The Flamer: mostly about explosions and science and less about sexuality, although the title might lead you to think that. The Flamer: really, it’s thirteen-year-old “Oby” Brooks lost in his newly teenaged body being directed by adults who shape his fascinations.

Oby represents everyone who was a regular pubescent teenager: completely lost emotionally, growing hair in new places, and trying to separate himself from his parents. He describes his soul as “a hermit crab inhabiting a loner bowling shoe.” Oby’s thought process fits so well with teenage mentality that I wonder how Ben Rogers did it. When watching a movie, Oby’s mother fast-forwards through sex scenes, but Oby wonders, “...how could we respect the characters anymore, having witnessed their naked spasm sandwich?”
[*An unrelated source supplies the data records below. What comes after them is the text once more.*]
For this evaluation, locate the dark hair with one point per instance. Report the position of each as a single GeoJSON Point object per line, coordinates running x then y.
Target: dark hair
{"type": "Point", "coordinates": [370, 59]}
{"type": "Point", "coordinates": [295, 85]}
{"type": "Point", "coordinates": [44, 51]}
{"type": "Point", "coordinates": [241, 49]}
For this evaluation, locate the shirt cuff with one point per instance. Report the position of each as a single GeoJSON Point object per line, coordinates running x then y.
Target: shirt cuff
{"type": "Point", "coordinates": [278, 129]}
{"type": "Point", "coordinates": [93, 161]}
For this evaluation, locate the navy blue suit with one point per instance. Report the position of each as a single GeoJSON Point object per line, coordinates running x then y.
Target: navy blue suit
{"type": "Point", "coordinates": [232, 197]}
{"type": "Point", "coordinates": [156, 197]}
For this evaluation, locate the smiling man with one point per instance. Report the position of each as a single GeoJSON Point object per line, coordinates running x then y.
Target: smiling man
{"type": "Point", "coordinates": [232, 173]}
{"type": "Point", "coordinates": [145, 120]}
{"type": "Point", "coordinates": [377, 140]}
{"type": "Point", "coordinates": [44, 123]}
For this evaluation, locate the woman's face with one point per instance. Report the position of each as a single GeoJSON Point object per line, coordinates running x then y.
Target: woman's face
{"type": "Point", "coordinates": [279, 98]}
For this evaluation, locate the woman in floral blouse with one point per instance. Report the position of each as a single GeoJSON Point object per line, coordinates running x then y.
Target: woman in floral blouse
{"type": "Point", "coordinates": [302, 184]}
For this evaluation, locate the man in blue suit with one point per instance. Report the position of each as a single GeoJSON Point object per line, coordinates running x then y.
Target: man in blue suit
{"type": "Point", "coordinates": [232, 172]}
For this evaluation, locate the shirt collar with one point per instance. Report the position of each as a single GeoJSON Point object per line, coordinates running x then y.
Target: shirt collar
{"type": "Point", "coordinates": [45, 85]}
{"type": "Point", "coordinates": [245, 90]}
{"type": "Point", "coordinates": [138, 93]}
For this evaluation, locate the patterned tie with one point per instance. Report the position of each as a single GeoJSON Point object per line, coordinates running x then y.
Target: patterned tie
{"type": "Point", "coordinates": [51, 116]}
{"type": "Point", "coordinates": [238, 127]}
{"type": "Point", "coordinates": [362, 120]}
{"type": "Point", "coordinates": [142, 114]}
Getting into Oby’s psyche was a bit of an adventure for me, as I haven’t read many books where boys seem accurately represented in a way that fits what I remember of them from my time as a girl and what I know of youths today. While playing “crapple” baseball, Oby’s neighbor wrestles him to the ground, and Oby is kissed. This is the “flamer” part of the novel, but it’s really small. Oby is then plagued by questions that common with young teens, except Oby’s first kiss has been ‘tainted’--“I was 100 percent, USDA Choice homo until I made out with a girl, at which point I’d be 50/50 and the review panel would have to take into account new variables: duration of encounter, willingness of participants, tongue, et cetera.” Rogers takes those teenage questions we all panic over and adds humor to Oby, and I really grew to love this boy. He’s beyond stereotype or easy labeling, and I never knew where he was going; I eagerly followed his unconventional aspirations, which take us to the quarry.

Oby’s internship boss is ‘Teri’ (short for vegetarian), a woman who “...didn’t seem to take orders from anyone in particular, from anyone at all, really....People came to her with problems. She put out fires. She wore Old Spice.” What I love most about the novel are the surprises in character development. I want to assume Teri is a “butch lesbian,” but really, she’s a woman with a history who carries her own and makes it among the beefiest of men. She is young; she was someone’s girlfriend once. You’ll grow to love the shit out of her and the role Oby plays in shaping Teri’s past into a potentially beautiful future. Watching Rogers’s characters change is like watching a sculptor take a lump of clay and shape it into something organic to the human spirit.